Even after Tom Hanks is dead, Tom Hanks Prime will live forever
Between the breakneck pace of technological advancement with generative AI (including deepfake audio and video), the promise of future “touchable” plasma displays offering hard light-style tactile feedback through femtosecond laser bursts, and Silicon Valley’s gleeful disregard towards the negative public costs borne from their “disruptive” ideas, the arrival of immortal digitized celebrities hawking eczema creams and comforting lies during commercial breaks is now far more likely a matter of when, rather than if.
But what does that mean for celebrities who are still alive? How will knowing that even after the ravages of time take Tom Hanks from us, that at least a lightly interactable likeness might continue to exist digitally? Does the visceral knowledge that we’ll never truly be rid of Jimmy Fallon empower us to loathe him even more?

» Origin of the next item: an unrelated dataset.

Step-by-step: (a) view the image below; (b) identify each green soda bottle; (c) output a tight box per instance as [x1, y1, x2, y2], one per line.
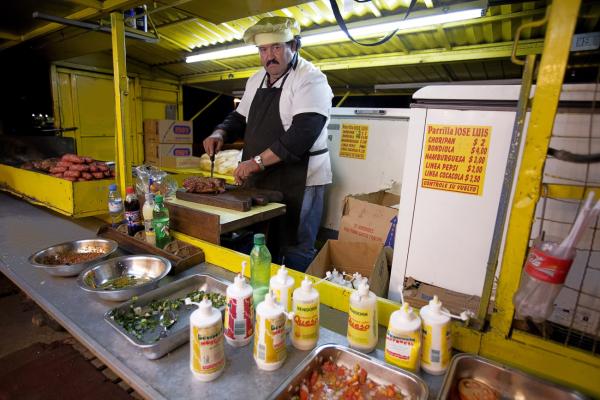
[250, 233, 271, 307]
[152, 194, 171, 249]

“This notion of the simulacra of the celebrity, again, is not entirely new,” King explained. “We can point to something like the Madame Tussaud's wax museum, which is an attempt to give us a version of the celebrity, there are impersonators who dress and perform as them, so I think that people take a certain kind of pleasure in having access to an approximation of the celebrity. But that experience never fully lives up.”
“If you go and visit the Mona Lisa in the Louvre, there's a kind of aura [to the space],” she continued. “There's something intangible, almost magical about experiencing that work of art in person versus seeing a print of it on a poster or on a museum tote bag or, you know, coffee mug that it loses some of its kind of ineffable quality.”